A variety of rice expression data types are available. They include a large collection of ESTs and full-length cDNAs (19) which provide a powerful resource not only for empirical support of transcript expression but also for improvement and validation of gene structure through the PASA component of our annotation pipeline. Quantitative transcript data are available through a massively parallel signature sequencing project [MPSS (20)] and a serial analysis of gene expression (SAGE) project [(21), http://www.mgosdb.org]. A limited set of proteomic data are also available (22). In Release 4, we used both transcript and proteomic expression data types to enhance gene model functional annotation and to generate an expression matrix and tool for the rice genome. For genes containing identifiable transcript (EST, full-length cDNA, MPSS, SAGE) or proteomic data, we have appended the functional annotation to indicate that the gene is expressed. At least one type of expression evidence was found for a total of 31 739 (50.5%) gene models. Of these, 22 804 (36.3%) models were completely supported by a PASA assembly (Table 1). Expression support for each gene model is available through a web interface (http://www.tigr.org/tdb/e2k1/osa1/locus_expression_evidence.shtml) in which the availability of each data type is summarized and linked to the Genome browser (see below). A tissue breakdown of EST evidence for the gene models is available through the Rice Gene Expression Anatomy Viewer (http://www.tigr.org/tdb/e2k1/osa1/dnav.shtml). The frequency of PASA-mapped ESTs in a given gene model can be queried on a tissue basis thereby allowing a graphical expression display. A virtual northern hybridization showing the expression level on an EST library basis is also available. For gene models with MPSS data, transcript frequency on a library basis is available through the University of Delaware Rice MPSS website (http://mpss.udel.edu/rice/).

Table 1.

Summary of annotated rice genes with expression evidence

Evidence Locus Model
Number % Number %
Any expression evidence 24 799 44.37 31 739 50.52
PASA fully supporteda 17 252 30.87 22 804 36.30
FL-cDNA 16 875 30.19 18 862 30.02
EST 19 394 34.70 26 002 41.39
MPSS 20 211 36.16 26 223 41.74
SAGE 9 593 17.16 13 736 21.86
Proteomics 1 952 3.49 2 654 4.22

Percentage refers to the portion of loci or models supported by a type of expression evidence.
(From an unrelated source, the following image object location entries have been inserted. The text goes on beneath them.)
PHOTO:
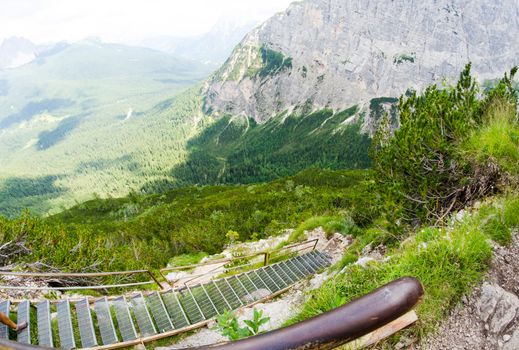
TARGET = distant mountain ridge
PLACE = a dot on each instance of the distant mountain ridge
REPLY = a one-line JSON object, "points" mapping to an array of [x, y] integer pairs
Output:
{"points": [[211, 48], [17, 51], [339, 53]]}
aEvery exon of the gene model is covered by a PASA assembly.

Genome Browser display of structural, functional and comparative annotation

With the increased genomic sequencing activity not only in rice but also in other cereals, we have expanded and displayed our functional rice annotation in our Rice Genome Browser which is based on the Generic Genome Browser (23). There are 59 tracks available in the Genome Browser and related tracks are grouped into 10 categories. A separate web page briefly explains the data, methods and parameters for the generation of each track (http://www.tigr.org/tigr-scripts/osa1_web/gbrowse/rice/?help=citations). Track expansion reflects increased availability of sequence and functional genomic data for the cereal species, including rice. A notable addition is inclusion of Transcript Assemblies rather than Gene Indices for transcript support of the gene models. Previously, we had used the TIGR Gene Indices (24) for display of clustered, assembled transcript evidence. For rice and other species with genome annotation data, this was problematic as the TIGR Gene Indices are constructed using not only ESTs and full-length cDNAs but also any annotated genes (from the genome sequencing projects) available in GenBank in the build. Thus, the TIGR Gene Indices contain non-experimentally based sequences and are a possible source of annotation error propagation. To address this issue, we built ‘Transcript Assemblies’ for >200 plant species using a similar but more stringent clustering/assembly process that includes ESTs, full-length cDNAs and mRNAs exclusively and excludes non-experimental sequences such as genome annotations [(25), http://plantta.tigr.org]. These assemblies represent true transcripts derived empirically and can be used in structural and functional annotation of gene models. Transcript Assemblies were aligned to the rice genome and are viewable in the Genome Browser.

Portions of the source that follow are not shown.